A retrospective analysis of patients with intermediate high-risk pulmonary embolism clinically assessed by PERT and treated with EKOS lysis in a medical intensive care unit (ICU) between 01 October 2021 and 21 August 2024 was undertaken. The control group comprised patients suffering from intermediate high-risk pulmonary embolism, treated with medication alone (without assessment by PERT) in the ICU between 01 January 2010 and 31 December 2021. The economic/process-associated endpoint of the study was duration of hospital stay (days in hospital).
A total of 45 patients were treated in the EKOS and PERT group and 31 in the control group.

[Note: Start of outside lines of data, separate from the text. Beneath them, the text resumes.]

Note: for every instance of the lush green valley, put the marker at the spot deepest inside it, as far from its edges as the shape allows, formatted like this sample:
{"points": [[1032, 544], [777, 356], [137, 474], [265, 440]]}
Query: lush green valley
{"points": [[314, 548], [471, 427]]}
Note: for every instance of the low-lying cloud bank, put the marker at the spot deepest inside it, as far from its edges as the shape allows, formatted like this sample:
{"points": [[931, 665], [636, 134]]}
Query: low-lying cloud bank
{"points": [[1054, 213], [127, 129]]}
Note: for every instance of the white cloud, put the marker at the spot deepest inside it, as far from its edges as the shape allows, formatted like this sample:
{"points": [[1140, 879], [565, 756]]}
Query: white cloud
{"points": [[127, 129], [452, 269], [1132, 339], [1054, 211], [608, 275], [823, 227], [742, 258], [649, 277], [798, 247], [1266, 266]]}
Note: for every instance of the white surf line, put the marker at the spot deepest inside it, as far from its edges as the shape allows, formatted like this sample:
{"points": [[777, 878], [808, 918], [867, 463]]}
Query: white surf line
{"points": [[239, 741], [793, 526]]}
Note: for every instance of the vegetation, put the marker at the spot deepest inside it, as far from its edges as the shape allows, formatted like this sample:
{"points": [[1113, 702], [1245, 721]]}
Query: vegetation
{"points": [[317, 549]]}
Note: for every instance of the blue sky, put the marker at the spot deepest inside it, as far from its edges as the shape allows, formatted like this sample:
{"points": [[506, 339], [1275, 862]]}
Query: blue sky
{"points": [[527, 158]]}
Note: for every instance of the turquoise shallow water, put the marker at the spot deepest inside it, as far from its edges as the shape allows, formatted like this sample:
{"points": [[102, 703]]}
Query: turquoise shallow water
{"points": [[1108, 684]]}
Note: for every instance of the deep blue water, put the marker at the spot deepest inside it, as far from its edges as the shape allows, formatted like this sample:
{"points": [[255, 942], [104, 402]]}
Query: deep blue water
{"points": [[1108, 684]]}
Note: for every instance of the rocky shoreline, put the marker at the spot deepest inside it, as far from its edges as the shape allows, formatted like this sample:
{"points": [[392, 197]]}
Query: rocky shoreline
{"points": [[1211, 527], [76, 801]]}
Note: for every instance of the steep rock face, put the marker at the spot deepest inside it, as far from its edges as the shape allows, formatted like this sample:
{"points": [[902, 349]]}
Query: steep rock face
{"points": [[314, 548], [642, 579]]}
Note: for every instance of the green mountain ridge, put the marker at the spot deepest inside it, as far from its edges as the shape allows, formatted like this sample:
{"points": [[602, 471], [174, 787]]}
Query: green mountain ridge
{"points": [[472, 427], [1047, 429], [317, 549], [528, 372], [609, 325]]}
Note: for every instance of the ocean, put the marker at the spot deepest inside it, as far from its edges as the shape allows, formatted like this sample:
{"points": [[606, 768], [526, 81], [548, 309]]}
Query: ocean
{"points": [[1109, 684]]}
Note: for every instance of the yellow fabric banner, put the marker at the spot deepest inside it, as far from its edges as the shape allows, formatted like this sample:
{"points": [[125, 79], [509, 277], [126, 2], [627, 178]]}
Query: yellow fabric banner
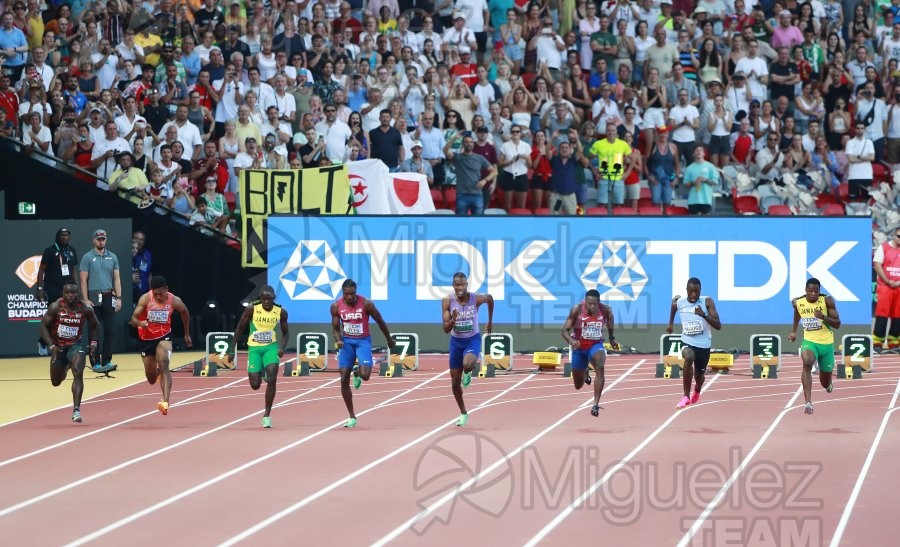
{"points": [[265, 192]]}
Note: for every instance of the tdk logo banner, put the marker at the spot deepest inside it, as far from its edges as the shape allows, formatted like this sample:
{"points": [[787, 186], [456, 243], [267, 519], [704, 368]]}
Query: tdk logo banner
{"points": [[538, 267]]}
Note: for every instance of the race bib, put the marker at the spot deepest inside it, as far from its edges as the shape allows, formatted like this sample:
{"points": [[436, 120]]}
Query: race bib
{"points": [[353, 329], [65, 331], [811, 323], [157, 316], [263, 337], [692, 327]]}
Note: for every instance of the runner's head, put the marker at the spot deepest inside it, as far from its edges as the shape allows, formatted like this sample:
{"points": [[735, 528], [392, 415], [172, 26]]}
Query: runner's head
{"points": [[460, 284], [159, 287], [813, 289], [592, 301], [267, 297], [70, 293], [349, 290], [693, 289]]}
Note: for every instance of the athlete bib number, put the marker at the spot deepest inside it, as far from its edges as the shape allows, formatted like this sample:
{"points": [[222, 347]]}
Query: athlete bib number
{"points": [[692, 327], [353, 329], [65, 331], [157, 316], [811, 323], [263, 337]]}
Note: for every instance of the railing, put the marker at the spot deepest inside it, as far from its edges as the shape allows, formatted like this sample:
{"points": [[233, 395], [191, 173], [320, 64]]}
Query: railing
{"points": [[70, 168]]}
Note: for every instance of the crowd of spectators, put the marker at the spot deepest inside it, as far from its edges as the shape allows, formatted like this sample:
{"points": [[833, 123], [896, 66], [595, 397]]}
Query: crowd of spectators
{"points": [[167, 101]]}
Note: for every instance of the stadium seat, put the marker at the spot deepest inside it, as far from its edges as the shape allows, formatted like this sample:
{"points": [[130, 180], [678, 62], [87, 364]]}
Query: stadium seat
{"points": [[833, 210], [780, 211], [744, 205], [437, 197]]}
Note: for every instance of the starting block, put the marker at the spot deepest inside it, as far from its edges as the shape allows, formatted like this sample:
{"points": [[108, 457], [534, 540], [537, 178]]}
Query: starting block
{"points": [[221, 349], [670, 357], [389, 369], [765, 372], [765, 356], [856, 356], [547, 361], [202, 367], [296, 368]]}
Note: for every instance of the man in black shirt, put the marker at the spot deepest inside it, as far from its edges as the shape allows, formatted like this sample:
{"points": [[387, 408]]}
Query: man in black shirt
{"points": [[386, 143], [59, 265]]}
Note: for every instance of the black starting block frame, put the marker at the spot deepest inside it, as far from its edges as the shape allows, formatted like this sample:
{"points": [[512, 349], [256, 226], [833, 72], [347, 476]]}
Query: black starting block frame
{"points": [[670, 359], [856, 356]]}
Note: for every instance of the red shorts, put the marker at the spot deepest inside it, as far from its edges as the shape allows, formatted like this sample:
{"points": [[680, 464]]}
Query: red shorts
{"points": [[888, 304]]}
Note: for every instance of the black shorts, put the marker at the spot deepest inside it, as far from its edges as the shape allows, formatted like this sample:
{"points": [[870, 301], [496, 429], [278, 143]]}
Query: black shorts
{"points": [[509, 183], [148, 347], [701, 358], [65, 354]]}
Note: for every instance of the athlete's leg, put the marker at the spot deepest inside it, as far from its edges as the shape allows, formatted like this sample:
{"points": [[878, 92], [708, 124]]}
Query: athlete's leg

No differences regarding sex, vital signs, and laboratory parameters were observed. Despite the higher age of patients in the group treated by PERT and EKOS (64.7 years [53.4-71.6] vs. 54.0 years [38.6-63.1], *p = 0.03), the duration of hospital stay was significantly shorter (7.8 days [5.2-13.2] vs. 12.9 days [7.1-22.1], *p = 0.003). Time in the ICU was also significantly shorter (0.9 days for PERT and EKOS [0.5-1.5] vs. 2.0 days [0.9-6.2], *p = 0.01).
In addition to being advantageous in situations where there is a shortage of acute care beds, a reduction of hospital stay may also potentially reduce treatment costs. This is especially important in ageing societies like Germany suffering from constantly increasing healthcare costs.
PMID:
42390528
Bibliographic data and abstract were imported from PubMed on 02 Jul 2026.